Anaylisis 2: Load Balancer Scalability Analysis

Overview

This analysis evaluates the scalability of a load balancer by incrementally increasing the number of server instances from N=2 to N=6 and launching 10,000 requests for each configuration. The aim is to report and analyze the average server load for each increment.

Experiment Setup

  • Total Requests per Configuration: 10,000
  • Number of Server Instances: Incrementally increased from 2 to 6
  • Measurement: Average load on servers at each run
  • Total Time for 10,000 Requests: 3 minutes

Results

The results are visually represented in a series of line charts depicting the average server load as the number of servers increases.

Key Observations

  1. Load Distribution: The graphs demonstrate a declining trend in average server load as the number of servers (N) increases. This indicates that the load balancer is distributing requests across an increasing number of server instances.

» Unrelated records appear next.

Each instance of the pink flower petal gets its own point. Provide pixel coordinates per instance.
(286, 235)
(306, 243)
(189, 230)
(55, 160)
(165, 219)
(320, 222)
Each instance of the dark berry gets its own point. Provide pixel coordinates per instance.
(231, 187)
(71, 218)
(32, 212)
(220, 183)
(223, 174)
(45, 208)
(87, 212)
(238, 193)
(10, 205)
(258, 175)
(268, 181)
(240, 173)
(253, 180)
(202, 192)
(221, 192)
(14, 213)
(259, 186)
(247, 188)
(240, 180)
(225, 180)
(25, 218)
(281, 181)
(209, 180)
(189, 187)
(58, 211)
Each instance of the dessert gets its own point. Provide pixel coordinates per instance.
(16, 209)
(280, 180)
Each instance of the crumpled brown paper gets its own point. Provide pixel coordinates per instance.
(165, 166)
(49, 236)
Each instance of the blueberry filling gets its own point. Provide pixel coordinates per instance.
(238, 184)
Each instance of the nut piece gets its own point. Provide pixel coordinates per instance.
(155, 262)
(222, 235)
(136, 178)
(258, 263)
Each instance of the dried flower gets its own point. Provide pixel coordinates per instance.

  2. Scalability: The load balancer shows evidence of scalability as the average load per server decreases with the addition of each server. However, the presence of a skewed load in individual servers suggests that the hash function may not be distributing the load evenly.

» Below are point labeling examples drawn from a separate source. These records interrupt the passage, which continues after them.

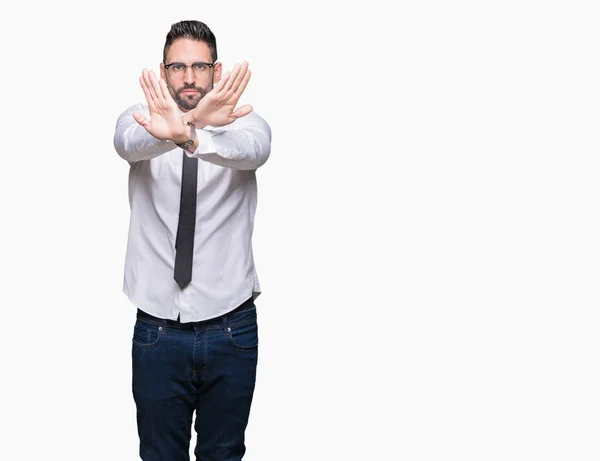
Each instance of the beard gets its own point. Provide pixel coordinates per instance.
(188, 101)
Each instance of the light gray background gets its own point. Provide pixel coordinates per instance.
(426, 237)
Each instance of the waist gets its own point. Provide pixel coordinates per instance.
(246, 305)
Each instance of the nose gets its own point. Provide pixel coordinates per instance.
(188, 76)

  3. Hash Function Impact: The graphs illustrate some level of inconsistency in load distribution, which can be attributed to the nature of the hash functions used. The average load per server does not decrease linearly with the addition of more servers, indicating potential inefficiencies in the hash function:

    func hashRequest(i int) int {
        return i*i + 2*i + 17
    }
    
    func hashVirtualServer(i, j int) int {
        return i*i + j*j + 2*j + 25
    }
  4. Performance Consistency: The varying graphs for different runs imply that the server allotment by the load balancer is subject to randomization due to the hash functions, affecting the consistency of performance.

Analysis

The trend lines in the charts show that as the number of servers increases, the load on each server, on average, decreases. This is expected in a scalable system. However, the observed skew in some server loads suggests that the current load balancing algorithm may not be ideal. The non-linear decrease in load with additional servers points to a potential suboptimal load distribution, which could lead to some servers being underutilized while others are at risk of being overloaded.

Conclusion

The load balancer demonstrates basic scalability by effectively distributing requests across an increasing number of servers. However, the hash functions used appear to be a limiting factor in achieving optimal load distribution. To ensure consistent performance as the system scales, a more sophisticated load balancing strategy should be considered. Such a strategy could include dynamic load assessment, weighted distribution mechanisms, or more complex hashing algorithms that prevent the overloading of individual servers.


Analysis 3:

we manually ran docker stop <server-hostname> to simulate a server failure. The load balancer was able to spawn a new server instance and handle the load within 5-6 seconds.

Analysis 4:

Load Balancer Hash Function Update Analysis

Overview

We updated the hash functions to analyze their impact on load distribution and server performance.

Modified Hash Functions

func hashRequest(i int) int {
    return i
}

func hashVirtualServer(i, j int) int {
    return i*i + j*j + 2*j + 25
}

Observations from A-1

  • Load Distribution: The updated hash function resulted in a load imbalance across servers (as seen in A4_A1.png).
  • Server Utilization: Server 1 received a significantly higher load compared to others.

Observations from A-2

  • Average Load: As the number of servers increased from 2 to 6, the average load per server remained relatively constant (as seen in A4_A2_2.png to A4_A2_6.png).
  • Load Scalability: Despite additional servers, the load did not distribute evenly, suggesting the hash function lacks effective scalability.

Conclusion

The hash functions led to uneven load distribution, highlighting the need for a more sophisticated approach to achieve balanced scalability.